Introducing agent quality optimization in AgentCore, now in preview
Replace manual prompt tweaks with data-backed recommendations from production traces.
Amazon Bedrock AgentCore has launched a suite of agent quality optimization features now in preview. These capabilities complete the observe-evaluate-improve loop for AI agents that reason, plan, and act across complex workflows. The service analyzes production traces and evaluation outputs to generate recommendations for improving system prompts or tool descriptions, targeting a specific reward signal defined by built-in or custom evaluators. Validation comes in two forms: batch evaluation against pre-defined test datasets or LLM-simulated scenarios, and A/B testing via AgentCore Gateway, which splits live production traffic at configurable percentages and reports results with confidence intervals and statistical significance. This replaces the traditional manual cycle of reading traces, guessing fixes, and deploying blindly.
In practice, the loop works via AgentCore's end-to-end traceability, which captures every model call, tool invocation, and reasoning step as OpenTelemetry-compatible data. Developers point the Recommendations API at their CloudWatch Log group, specify the evaluator to optimize (e.g., goal success rate, tool selection accuracy), and choose whether to optimize system prompts or tool descriptions. The service reflects on traces and proposes changes without touching tool implementations. Batch evaluation catches regressions on known cases, while A/B testing validates against live user traffic. Organizations like NTT Data report that what once required weeks of manual prompt tuning now becomes rapid, repeatable cycles. This data-driven approach enables continuous agent improvement at scale, addressing the silent degradation of agent quality as models evolve and user behavior shifts.
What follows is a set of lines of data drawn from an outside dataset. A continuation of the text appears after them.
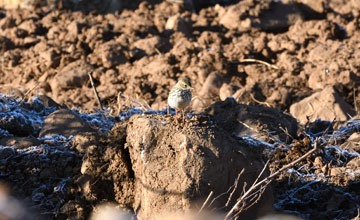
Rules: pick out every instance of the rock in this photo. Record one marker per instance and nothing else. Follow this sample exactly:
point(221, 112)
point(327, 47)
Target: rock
point(29, 26)
point(178, 24)
point(73, 31)
point(209, 90)
point(317, 6)
point(280, 17)
point(20, 142)
point(73, 75)
point(5, 44)
point(109, 54)
point(318, 162)
point(227, 90)
point(6, 153)
point(64, 122)
point(354, 164)
point(352, 143)
point(51, 57)
point(257, 121)
point(326, 104)
point(337, 171)
point(48, 102)
point(175, 170)
point(150, 45)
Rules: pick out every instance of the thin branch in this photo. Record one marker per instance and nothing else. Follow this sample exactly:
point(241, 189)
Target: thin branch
point(259, 102)
point(235, 186)
point(95, 91)
point(206, 201)
point(144, 106)
point(253, 187)
point(259, 61)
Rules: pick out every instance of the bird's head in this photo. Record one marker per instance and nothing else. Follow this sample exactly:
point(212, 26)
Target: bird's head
point(184, 83)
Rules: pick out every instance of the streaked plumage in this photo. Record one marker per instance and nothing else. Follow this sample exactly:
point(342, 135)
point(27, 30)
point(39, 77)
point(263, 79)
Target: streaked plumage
point(180, 96)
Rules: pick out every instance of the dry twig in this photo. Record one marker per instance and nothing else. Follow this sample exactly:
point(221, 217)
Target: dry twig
point(206, 201)
point(95, 91)
point(266, 181)
point(259, 61)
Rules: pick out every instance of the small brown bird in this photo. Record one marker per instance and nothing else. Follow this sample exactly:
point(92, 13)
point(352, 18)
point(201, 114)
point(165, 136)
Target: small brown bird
point(180, 96)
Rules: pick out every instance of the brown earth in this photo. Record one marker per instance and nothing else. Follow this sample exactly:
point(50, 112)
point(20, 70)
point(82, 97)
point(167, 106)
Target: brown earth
point(299, 57)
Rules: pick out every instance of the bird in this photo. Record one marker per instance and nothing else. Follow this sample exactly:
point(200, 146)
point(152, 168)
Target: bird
point(180, 96)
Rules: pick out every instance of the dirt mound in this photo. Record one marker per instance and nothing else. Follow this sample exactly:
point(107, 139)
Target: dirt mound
point(250, 54)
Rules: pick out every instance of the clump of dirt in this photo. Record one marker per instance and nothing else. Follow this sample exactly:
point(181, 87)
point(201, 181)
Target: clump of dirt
point(291, 56)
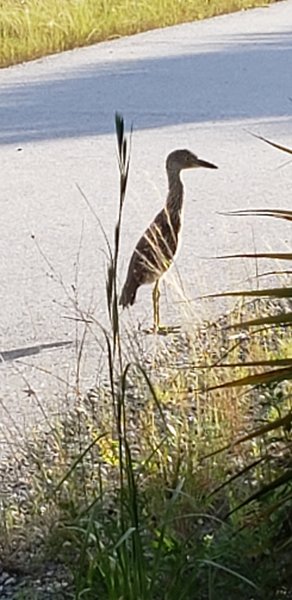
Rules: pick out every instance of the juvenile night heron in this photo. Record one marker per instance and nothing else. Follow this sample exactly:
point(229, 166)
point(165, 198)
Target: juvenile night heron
point(156, 248)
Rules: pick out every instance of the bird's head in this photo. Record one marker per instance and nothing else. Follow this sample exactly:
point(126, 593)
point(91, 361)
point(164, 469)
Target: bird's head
point(184, 159)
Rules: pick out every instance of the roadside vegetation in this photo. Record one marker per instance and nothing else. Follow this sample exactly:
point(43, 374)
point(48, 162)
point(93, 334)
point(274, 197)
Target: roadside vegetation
point(31, 29)
point(173, 480)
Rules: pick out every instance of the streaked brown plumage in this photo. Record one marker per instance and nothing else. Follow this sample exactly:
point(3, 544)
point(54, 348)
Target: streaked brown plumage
point(156, 248)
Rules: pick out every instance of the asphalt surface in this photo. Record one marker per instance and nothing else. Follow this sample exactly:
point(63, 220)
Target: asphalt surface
point(204, 86)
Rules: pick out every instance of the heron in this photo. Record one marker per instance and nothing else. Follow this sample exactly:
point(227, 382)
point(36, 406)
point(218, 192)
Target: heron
point(156, 249)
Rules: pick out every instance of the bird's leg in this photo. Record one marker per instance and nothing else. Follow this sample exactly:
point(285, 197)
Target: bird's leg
point(156, 296)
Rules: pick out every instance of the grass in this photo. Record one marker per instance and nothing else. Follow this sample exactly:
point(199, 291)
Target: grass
point(131, 492)
point(30, 29)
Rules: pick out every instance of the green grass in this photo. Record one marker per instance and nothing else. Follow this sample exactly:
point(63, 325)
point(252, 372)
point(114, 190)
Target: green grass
point(131, 492)
point(30, 29)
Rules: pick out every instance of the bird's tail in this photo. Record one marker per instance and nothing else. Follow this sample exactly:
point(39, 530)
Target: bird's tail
point(128, 294)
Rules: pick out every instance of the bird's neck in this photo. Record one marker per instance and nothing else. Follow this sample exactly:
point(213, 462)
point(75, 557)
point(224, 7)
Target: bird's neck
point(175, 192)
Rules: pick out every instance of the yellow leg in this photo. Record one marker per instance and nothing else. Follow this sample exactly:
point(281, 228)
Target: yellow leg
point(156, 297)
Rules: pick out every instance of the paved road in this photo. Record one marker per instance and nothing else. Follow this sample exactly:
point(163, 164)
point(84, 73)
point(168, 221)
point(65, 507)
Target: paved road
point(200, 85)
- Recommendations use production traces to optimize system prompts or tool descriptions for a specified reward signal
- Batch evaluation supports LLM-simulated datasets to catch regressions beyond hand-authored scenarios
- A/B testing via Gateway splits live traffic with configurable percentages and reports statistical significance
Why It Matters
Eliminates manual, intuition-based agent debugging, enabling continuous, data-driven optimization at scale for production AI systems.